ROME, FEB. 1, 2005 (Zenit.org).- The Pontifical Athenaeum Antonianum now has the status of a pontifical university.

The Congregation for Catholic Education informed the minister general of the Order of Friars Minor of the granting of the title of pontifical university to the institution on the part of John Paul II through a letter of Cardinal Angelo Sodano, Vatican secretary of state, dated Jan. 11.

In the letter, according to the order's Web page, the prefect of the Congregation for Catholic Education, Cardinal Zenon Grocholewski, stresses that the title was granted "on the basis of the possession of the requisites traditionally required and in consideration of the appreciated service of academic formation carried out by the said athenaeum."

Father José Rodríguez Carballo, minister general of the order and grand chancellor of the athenaeum, officially announced the new status to the rector and deans of the athenaeum last week.

The official academic act of celebrating this event will be held March 18, in combination with the installation of a new rector.

The current pontifical universities in Rome are the Gregorian, the Lateran, the Urban, the Salesian, the University of St.

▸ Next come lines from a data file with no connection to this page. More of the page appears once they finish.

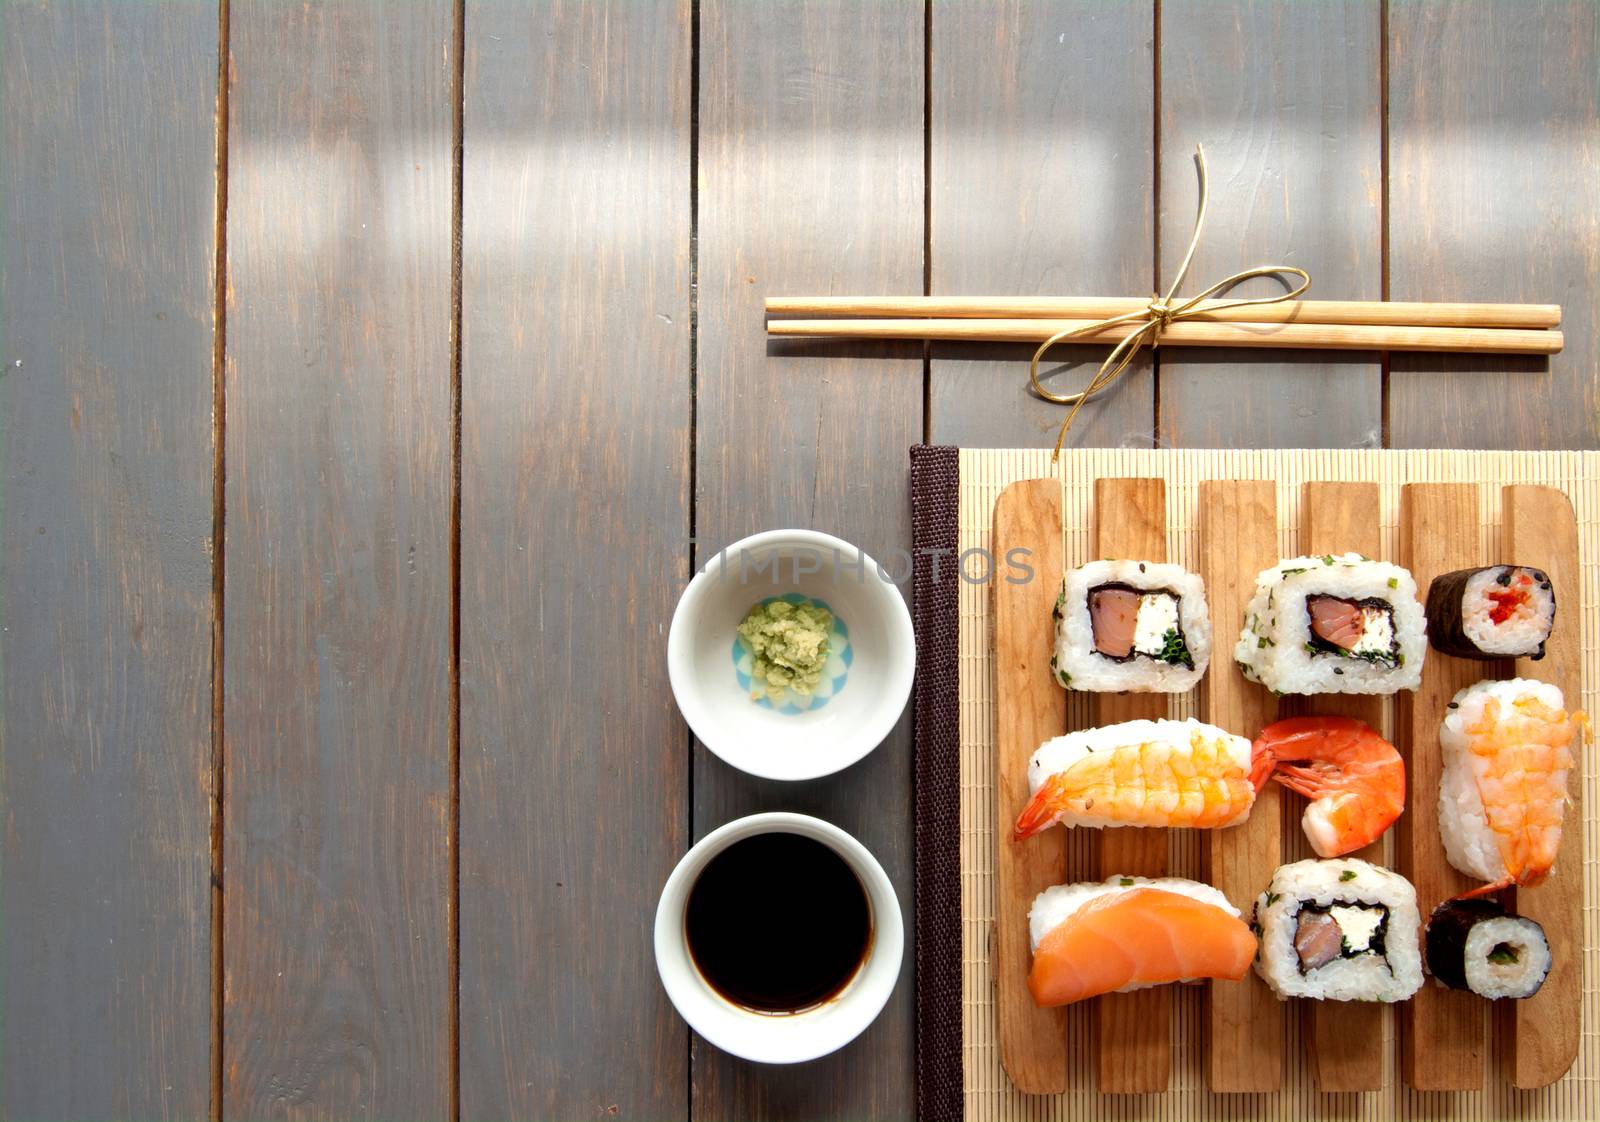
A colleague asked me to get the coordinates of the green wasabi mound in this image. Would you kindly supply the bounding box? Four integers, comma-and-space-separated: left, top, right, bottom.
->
738, 599, 833, 701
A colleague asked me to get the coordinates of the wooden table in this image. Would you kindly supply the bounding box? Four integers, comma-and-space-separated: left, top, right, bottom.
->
1, 2, 1593, 1118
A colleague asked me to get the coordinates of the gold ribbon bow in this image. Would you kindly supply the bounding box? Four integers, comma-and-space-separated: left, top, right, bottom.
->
1030, 143, 1311, 458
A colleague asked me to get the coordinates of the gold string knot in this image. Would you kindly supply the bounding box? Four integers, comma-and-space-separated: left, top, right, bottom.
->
1030, 143, 1311, 459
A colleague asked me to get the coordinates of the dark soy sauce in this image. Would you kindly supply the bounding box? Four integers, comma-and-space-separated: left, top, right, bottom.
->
685, 831, 872, 1014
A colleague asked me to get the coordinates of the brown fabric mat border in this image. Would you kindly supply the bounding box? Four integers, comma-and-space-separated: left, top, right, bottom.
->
911, 444, 963, 1122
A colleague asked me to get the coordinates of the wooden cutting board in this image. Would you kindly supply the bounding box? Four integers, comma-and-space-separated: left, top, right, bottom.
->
992, 474, 1582, 1095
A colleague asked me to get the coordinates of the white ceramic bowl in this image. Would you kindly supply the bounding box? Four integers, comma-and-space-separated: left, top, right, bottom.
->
654, 812, 904, 1064
668, 529, 914, 781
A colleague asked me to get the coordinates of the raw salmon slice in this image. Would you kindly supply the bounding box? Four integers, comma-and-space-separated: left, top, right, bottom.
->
1307, 595, 1364, 650
1027, 888, 1257, 1007
1089, 586, 1140, 658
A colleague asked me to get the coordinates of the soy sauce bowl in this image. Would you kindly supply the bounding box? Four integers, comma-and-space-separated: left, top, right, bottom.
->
654, 812, 904, 1065
667, 529, 915, 781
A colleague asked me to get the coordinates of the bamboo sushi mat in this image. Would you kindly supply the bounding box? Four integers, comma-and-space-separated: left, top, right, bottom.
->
955, 449, 1600, 1122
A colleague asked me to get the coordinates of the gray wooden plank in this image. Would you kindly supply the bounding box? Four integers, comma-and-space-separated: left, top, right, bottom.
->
221, 1, 455, 1114
930, 0, 1155, 448
1387, 0, 1598, 449
456, 1, 693, 1117
695, 1, 921, 1116
1158, 0, 1383, 449
0, 2, 216, 1116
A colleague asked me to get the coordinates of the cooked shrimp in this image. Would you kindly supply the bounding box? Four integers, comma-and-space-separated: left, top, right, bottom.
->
1014, 723, 1258, 839
1251, 716, 1405, 858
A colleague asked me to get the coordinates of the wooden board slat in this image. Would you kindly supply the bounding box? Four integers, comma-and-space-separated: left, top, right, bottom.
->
1503, 485, 1583, 1087
1092, 477, 1171, 1094
993, 480, 1069, 1094
1158, 0, 1383, 449
222, 2, 454, 1114
1397, 483, 1485, 1090
929, 0, 1154, 448
1299, 481, 1388, 1091
693, 1, 921, 1116
1197, 480, 1283, 1092
456, 1, 693, 1117
1387, 1, 1599, 449
0, 3, 216, 1115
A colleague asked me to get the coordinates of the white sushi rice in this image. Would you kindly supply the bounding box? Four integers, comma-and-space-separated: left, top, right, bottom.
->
1030, 876, 1238, 970
1460, 914, 1552, 999
1233, 553, 1426, 695
1253, 858, 1423, 1002
1438, 677, 1570, 883
1054, 560, 1211, 692
1460, 567, 1556, 656
1026, 719, 1253, 828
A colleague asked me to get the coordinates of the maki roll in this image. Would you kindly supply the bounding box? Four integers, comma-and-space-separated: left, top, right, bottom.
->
1424, 898, 1551, 999
1253, 858, 1423, 1002
1438, 678, 1580, 889
1052, 560, 1211, 692
1028, 876, 1257, 1007
1425, 565, 1555, 660
1234, 553, 1425, 695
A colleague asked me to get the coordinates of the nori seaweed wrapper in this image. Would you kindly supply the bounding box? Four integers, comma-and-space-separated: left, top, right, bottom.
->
1424, 898, 1506, 990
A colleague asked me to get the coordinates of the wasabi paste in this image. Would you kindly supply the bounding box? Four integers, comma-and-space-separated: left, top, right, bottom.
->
737, 599, 832, 701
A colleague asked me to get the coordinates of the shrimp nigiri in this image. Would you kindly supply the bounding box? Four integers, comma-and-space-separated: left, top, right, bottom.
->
1014, 719, 1257, 839
1251, 716, 1406, 857
1439, 679, 1585, 893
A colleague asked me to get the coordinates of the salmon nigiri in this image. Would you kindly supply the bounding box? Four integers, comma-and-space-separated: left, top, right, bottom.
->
1027, 877, 1257, 1007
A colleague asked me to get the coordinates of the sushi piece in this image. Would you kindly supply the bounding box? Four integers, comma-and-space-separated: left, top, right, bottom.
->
1438, 678, 1582, 891
1251, 716, 1405, 857
1028, 876, 1257, 1007
1234, 553, 1426, 695
1015, 719, 1257, 838
1253, 858, 1423, 1002
1424, 898, 1551, 999
1052, 560, 1211, 692
1425, 565, 1556, 660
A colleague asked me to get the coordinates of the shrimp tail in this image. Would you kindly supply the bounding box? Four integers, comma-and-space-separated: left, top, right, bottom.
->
1271, 763, 1335, 800
1014, 774, 1069, 841
1248, 741, 1276, 793
1454, 878, 1515, 902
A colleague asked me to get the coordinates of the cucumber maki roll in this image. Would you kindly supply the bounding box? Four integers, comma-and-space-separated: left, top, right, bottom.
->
1424, 898, 1550, 999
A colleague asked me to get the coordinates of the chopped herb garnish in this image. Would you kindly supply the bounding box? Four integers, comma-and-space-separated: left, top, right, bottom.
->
1257, 636, 1273, 648
1279, 568, 1308, 577
1321, 555, 1336, 566
1119, 877, 1135, 887
1266, 893, 1281, 906
1159, 628, 1194, 669
1306, 639, 1401, 668
1058, 668, 1071, 687
1387, 577, 1399, 589
1340, 870, 1357, 882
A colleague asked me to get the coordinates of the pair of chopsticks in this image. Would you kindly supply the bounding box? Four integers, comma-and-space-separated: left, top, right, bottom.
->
765, 296, 1564, 355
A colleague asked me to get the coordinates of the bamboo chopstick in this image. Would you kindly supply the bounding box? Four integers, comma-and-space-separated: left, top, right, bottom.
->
766, 317, 1564, 355
765, 296, 1562, 330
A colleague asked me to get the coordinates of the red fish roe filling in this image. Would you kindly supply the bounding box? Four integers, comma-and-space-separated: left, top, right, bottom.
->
1486, 574, 1533, 625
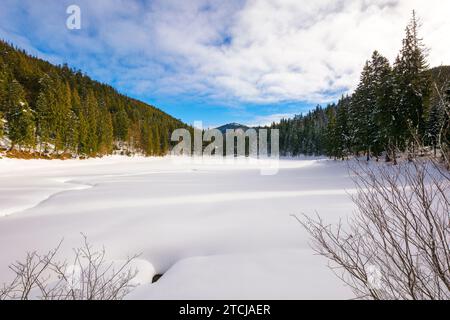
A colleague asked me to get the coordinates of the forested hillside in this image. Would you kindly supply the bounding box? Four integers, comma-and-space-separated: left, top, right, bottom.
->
1, 12, 448, 162
274, 13, 450, 162
0, 40, 187, 158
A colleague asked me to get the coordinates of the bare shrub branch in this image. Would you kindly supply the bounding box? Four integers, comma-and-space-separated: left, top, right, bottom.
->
0, 235, 140, 300
299, 160, 450, 300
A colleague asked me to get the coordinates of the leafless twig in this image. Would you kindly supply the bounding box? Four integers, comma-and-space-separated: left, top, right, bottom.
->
298, 160, 450, 300
0, 235, 140, 300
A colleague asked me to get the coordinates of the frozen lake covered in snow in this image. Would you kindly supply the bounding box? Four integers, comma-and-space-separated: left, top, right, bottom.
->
0, 156, 357, 299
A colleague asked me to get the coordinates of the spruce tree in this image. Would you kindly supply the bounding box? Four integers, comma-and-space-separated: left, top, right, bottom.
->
441, 84, 450, 159
324, 104, 337, 157
71, 87, 82, 116
36, 75, 57, 152
0, 63, 7, 113
84, 89, 100, 155
348, 52, 394, 160
5, 79, 35, 150
392, 11, 430, 152
55, 81, 72, 152
370, 51, 393, 159
0, 64, 5, 140
145, 123, 154, 156
427, 100, 445, 155
0, 112, 4, 140
114, 106, 129, 144
78, 112, 89, 155
98, 110, 114, 154
373, 58, 392, 160
160, 128, 169, 155
152, 126, 160, 156
335, 96, 351, 159
349, 61, 374, 158
66, 110, 79, 153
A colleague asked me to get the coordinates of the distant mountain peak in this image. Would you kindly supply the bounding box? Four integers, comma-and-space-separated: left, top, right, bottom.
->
216, 123, 250, 133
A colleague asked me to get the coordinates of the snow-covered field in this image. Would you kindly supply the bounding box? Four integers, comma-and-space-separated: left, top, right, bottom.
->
0, 156, 357, 299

Thomas Aquinas ("Angelicum") and the University of the Holy Cross.

Antonianum has schools of theology, biblical sciences and archaeology, and canon law. It is also the headquarters of the Redemptor Hominis Higher Institute of Religious Sciences, the Franciscan Institute of Spirituality, and the College of Medieval and Franciscan Studies.

Located near the Basilica of St. John Lateran, the institution started in 1887. Pius XI declared it a pontifical athenaeum in 1938.